Все в Москве ведали, как первая попытка сватовства молодого царя к дочери касимовского воеводы Рафы Родионовича Всеволожского, красавице Евфимии, неудачной оказалась.
История и верно тогда неприятная вышла. Как полагается, для царских смотрин бояре отобрали подходящие кандидатуры. Всего отобрали сто девяносто семь девиц. Невест внимательно осмотрели, проверили, насколько здоровы, воспитаны и обходительны. В итоге осталось шесть, но зато каких! Одна другой краше… Статные, волоокие, косы ниже пояса...
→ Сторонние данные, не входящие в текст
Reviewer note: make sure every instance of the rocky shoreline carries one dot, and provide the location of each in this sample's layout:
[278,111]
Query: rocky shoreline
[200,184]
— Коли можно было бы, всех сразу бы в жены взял, — посмеялся жених перед решающими смотринами. Но тут же осекся, заметив строгий взгляд своего духовника, которому подобные шутки очень не нравились. И то верно! Не басурманин же какой, несколько жен сразу иметь! У православных лишь одну под венец вести полагается...
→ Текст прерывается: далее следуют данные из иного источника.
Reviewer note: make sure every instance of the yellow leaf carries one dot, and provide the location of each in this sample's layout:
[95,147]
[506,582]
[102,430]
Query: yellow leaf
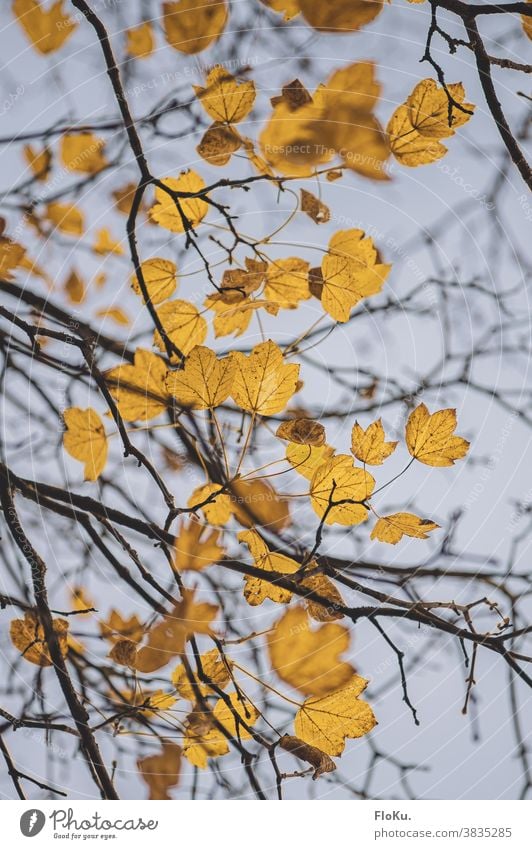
[47,29]
[169,636]
[74,288]
[218,144]
[429,109]
[340,15]
[430,438]
[105,244]
[40,162]
[407,145]
[27,635]
[85,440]
[161,771]
[65,217]
[204,382]
[392,528]
[314,207]
[218,509]
[257,590]
[370,446]
[165,211]
[306,458]
[263,383]
[214,666]
[83,152]
[140,41]
[139,388]
[287,282]
[309,660]
[325,723]
[223,98]
[302,431]
[160,279]
[183,325]
[195,548]
[344,486]
[116,314]
[192,25]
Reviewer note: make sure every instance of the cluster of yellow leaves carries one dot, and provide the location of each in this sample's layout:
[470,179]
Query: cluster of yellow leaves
[429,114]
[306,131]
[47,29]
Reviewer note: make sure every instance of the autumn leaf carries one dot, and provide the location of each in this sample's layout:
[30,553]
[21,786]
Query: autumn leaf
[321,762]
[326,722]
[166,211]
[183,324]
[139,387]
[161,771]
[370,446]
[159,275]
[257,590]
[27,635]
[392,528]
[430,438]
[338,490]
[192,25]
[85,440]
[205,381]
[262,382]
[66,217]
[302,432]
[83,153]
[196,548]
[168,637]
[430,107]
[224,98]
[140,41]
[47,29]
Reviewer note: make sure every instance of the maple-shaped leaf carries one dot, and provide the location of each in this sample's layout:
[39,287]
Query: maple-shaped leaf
[27,635]
[338,490]
[408,146]
[183,325]
[160,278]
[85,440]
[215,504]
[196,548]
[204,382]
[47,29]
[257,590]
[218,144]
[214,667]
[370,446]
[198,746]
[263,383]
[168,637]
[429,108]
[302,432]
[392,528]
[307,659]
[430,438]
[326,722]
[224,98]
[83,153]
[65,217]
[161,771]
[305,459]
[139,387]
[140,41]
[167,213]
[192,25]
Едва невесты предстали, глаза у молодого царя в прямом смысле слова воровато забегали. Но вскоре взор его замер. Потом признался — уж больно эта скромно одетая боярышня спокойным выражением лица покойную матушку Евдокию Стрешневу напомнила.
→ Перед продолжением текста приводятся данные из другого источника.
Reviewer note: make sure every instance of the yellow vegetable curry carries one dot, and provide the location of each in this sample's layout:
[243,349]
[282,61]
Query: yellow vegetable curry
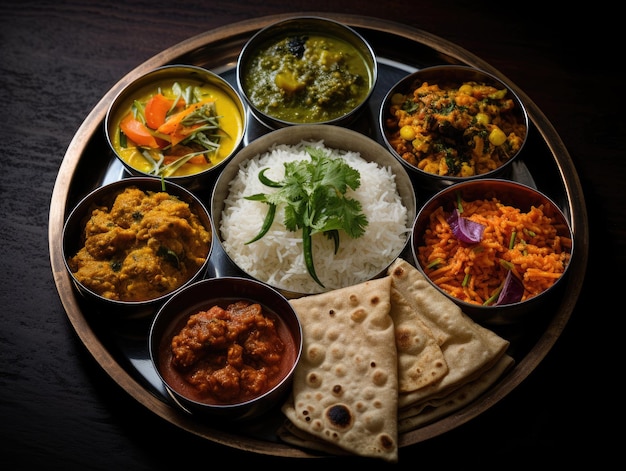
[143,247]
Такой же мягкий взгляд из полуопущенных ресниц, нежная улыбка на губах розовых, а уж когда заговорила, то и вовсе словно родной голос услышал. Не долго думая, вручил своей избраннице кольцо дорогое да платок шитый золотом, повелел поместить в верхние палаты, там, где прежде покойная государыня Евдокия обитала, и приказал побыстрее свадьбу приготовить. Дату венчания обозначили 4 февраля. Именно в этот день Евфимию должны были облачить в царские одежды, возложить на чело венец и прилюдно объявить царевной.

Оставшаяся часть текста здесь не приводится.